How African American Men Decide Whether or Not to Get Prostate Cancer Screening

Randy A. Jones, PhD, RN; Richard Steeves, PhD, RN, FAAN; Ishan Williams, PhD

Disclosures

Cancer Nurs. 2009;32(2):166-172. 

In This Article

Myths and Misperceptions

Lack of prostate health knowledge also contributes to increased risk of prostate cancer mortality for African Americans. Often, what is known is distorted by myths and misperceptions. Richardson et al[16] conducted focus groups with asymptomatic low-income African American men to examine the myths that African Americans from low socioeconomic backgrounds held regarding prostate cancer. The investigators found that these African Americans did not perceive themselves to be at high risk of prostate cancer unless a close relative had the disease.
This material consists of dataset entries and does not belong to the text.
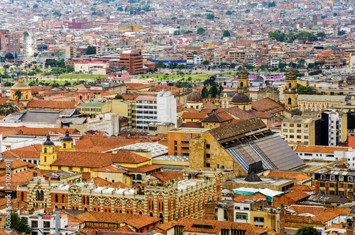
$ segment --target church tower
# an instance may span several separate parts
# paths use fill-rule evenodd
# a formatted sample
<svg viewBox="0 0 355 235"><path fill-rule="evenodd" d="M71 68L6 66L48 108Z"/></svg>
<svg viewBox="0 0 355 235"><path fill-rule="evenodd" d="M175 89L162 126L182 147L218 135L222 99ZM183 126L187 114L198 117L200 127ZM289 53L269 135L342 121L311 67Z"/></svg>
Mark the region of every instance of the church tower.
<svg viewBox="0 0 355 235"><path fill-rule="evenodd" d="M62 139L62 148L59 149L60 151L75 151L74 141L72 138L69 136L69 131L65 131L65 136Z"/></svg>
<svg viewBox="0 0 355 235"><path fill-rule="evenodd" d="M285 84L285 107L291 111L298 110L298 92L297 90L296 73L292 66L286 74L286 84Z"/></svg>
<svg viewBox="0 0 355 235"><path fill-rule="evenodd" d="M238 75L238 93L245 94L250 98L249 73L245 70L244 65L241 66L241 70Z"/></svg>
<svg viewBox="0 0 355 235"><path fill-rule="evenodd" d="M51 170L51 165L57 160L57 153L54 143L50 141L49 134L47 140L42 144L40 153L40 170Z"/></svg>

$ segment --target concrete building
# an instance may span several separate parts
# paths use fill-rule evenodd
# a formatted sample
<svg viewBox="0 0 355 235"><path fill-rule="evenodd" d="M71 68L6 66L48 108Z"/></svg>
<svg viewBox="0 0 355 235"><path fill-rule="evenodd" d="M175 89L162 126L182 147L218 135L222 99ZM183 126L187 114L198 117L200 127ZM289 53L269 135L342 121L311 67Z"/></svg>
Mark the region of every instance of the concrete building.
<svg viewBox="0 0 355 235"><path fill-rule="evenodd" d="M136 126L148 129L152 121L171 122L176 127L176 99L171 92L160 92L157 97L139 96L136 99Z"/></svg>
<svg viewBox="0 0 355 235"><path fill-rule="evenodd" d="M119 58L121 67L125 66L130 75L141 74L143 70L142 50L133 47L121 53Z"/></svg>

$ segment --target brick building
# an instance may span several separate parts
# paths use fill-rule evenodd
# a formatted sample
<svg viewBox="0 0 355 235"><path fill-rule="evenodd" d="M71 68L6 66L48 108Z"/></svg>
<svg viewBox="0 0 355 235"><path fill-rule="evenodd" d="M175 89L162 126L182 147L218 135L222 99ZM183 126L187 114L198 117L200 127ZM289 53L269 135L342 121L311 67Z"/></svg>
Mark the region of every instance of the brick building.
<svg viewBox="0 0 355 235"><path fill-rule="evenodd" d="M20 40L22 38L21 33L10 33L9 31L0 31L0 50L2 54L19 53L21 52Z"/></svg>
<svg viewBox="0 0 355 235"><path fill-rule="evenodd" d="M141 74L143 70L142 50L133 47L131 50L126 50L121 53L121 66L125 66L130 75Z"/></svg>
<svg viewBox="0 0 355 235"><path fill-rule="evenodd" d="M204 218L204 204L221 200L219 170L186 168L184 179L151 183L143 190L97 187L82 182L80 172L60 172L57 171L18 185L17 196L29 207L146 214L159 217L163 222Z"/></svg>

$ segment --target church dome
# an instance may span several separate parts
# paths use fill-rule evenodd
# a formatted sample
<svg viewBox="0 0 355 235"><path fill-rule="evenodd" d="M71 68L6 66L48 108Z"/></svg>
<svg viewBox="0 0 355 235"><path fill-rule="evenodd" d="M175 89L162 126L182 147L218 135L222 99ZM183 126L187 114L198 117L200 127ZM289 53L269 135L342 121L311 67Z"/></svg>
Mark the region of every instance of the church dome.
<svg viewBox="0 0 355 235"><path fill-rule="evenodd" d="M47 140L42 144L43 146L54 146L54 143L50 141L50 137L47 135Z"/></svg>
<svg viewBox="0 0 355 235"><path fill-rule="evenodd" d="M62 139L62 141L64 141L64 142L72 142L72 137L69 136L69 131L65 131L65 136L64 136L64 138Z"/></svg>
<svg viewBox="0 0 355 235"><path fill-rule="evenodd" d="M250 99L244 93L237 93L231 98L231 103L249 103Z"/></svg>
<svg viewBox="0 0 355 235"><path fill-rule="evenodd" d="M202 102L202 97L201 94L196 92L192 92L189 94L187 97L186 98L187 102Z"/></svg>
<svg viewBox="0 0 355 235"><path fill-rule="evenodd" d="M19 79L18 82L15 83L13 86L11 87L11 89L31 89L30 86L26 82L23 82L22 79Z"/></svg>

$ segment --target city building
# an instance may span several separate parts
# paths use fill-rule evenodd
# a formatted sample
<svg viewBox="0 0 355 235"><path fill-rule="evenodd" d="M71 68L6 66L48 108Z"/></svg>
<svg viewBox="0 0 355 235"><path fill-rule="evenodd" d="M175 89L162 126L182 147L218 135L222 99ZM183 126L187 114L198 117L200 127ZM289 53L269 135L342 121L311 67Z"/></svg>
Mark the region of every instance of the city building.
<svg viewBox="0 0 355 235"><path fill-rule="evenodd" d="M4 56L6 53L13 55L21 53L21 33L11 33L8 31L0 30L0 51Z"/></svg>
<svg viewBox="0 0 355 235"><path fill-rule="evenodd" d="M30 207L145 214L166 223L204 218L204 204L221 199L221 177L219 170L187 168L183 179L141 190L96 187L82 182L80 172L57 171L18 185L17 195Z"/></svg>
<svg viewBox="0 0 355 235"><path fill-rule="evenodd" d="M120 54L119 62L121 67L126 67L130 75L143 72L142 50L135 47L131 50L123 50Z"/></svg>
<svg viewBox="0 0 355 235"><path fill-rule="evenodd" d="M171 92L162 91L157 97L139 96L136 99L136 126L148 129L152 121L178 123L176 99Z"/></svg>

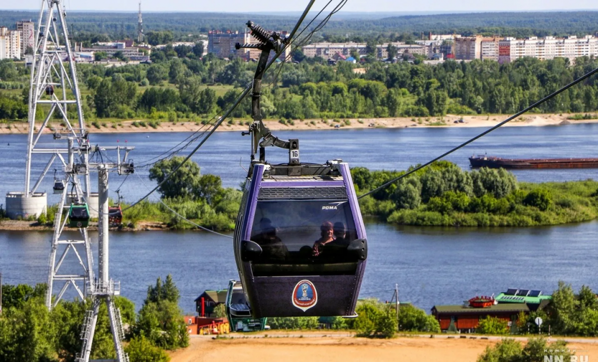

The men were unaware of the relationship between race and the incidence of prostate cancer or the relationship between age and the onset of prostate cancer. Participants were also surprised that prostate cancer could be asymptomatic. Richardson et al[16] also found that some of the men believed prostate cancer screening involved a tube being inserted into the rectum to collect saliva. Finally, some in the sample believed that surgery (orchiectomy) was the only option for treatment, and it would inevitably result in erectile dysfunction. Similarly, Lange and Adamec[17] found that many men thought that only the elderly could get prostate cancer, and the cancer was always symptomatic. Saltus[18] found that some thought stress caused cancer, and positive thinking would cure the disease. These data suggest that there is a great need for men to be correctly informed about prostate health and procedures/testing.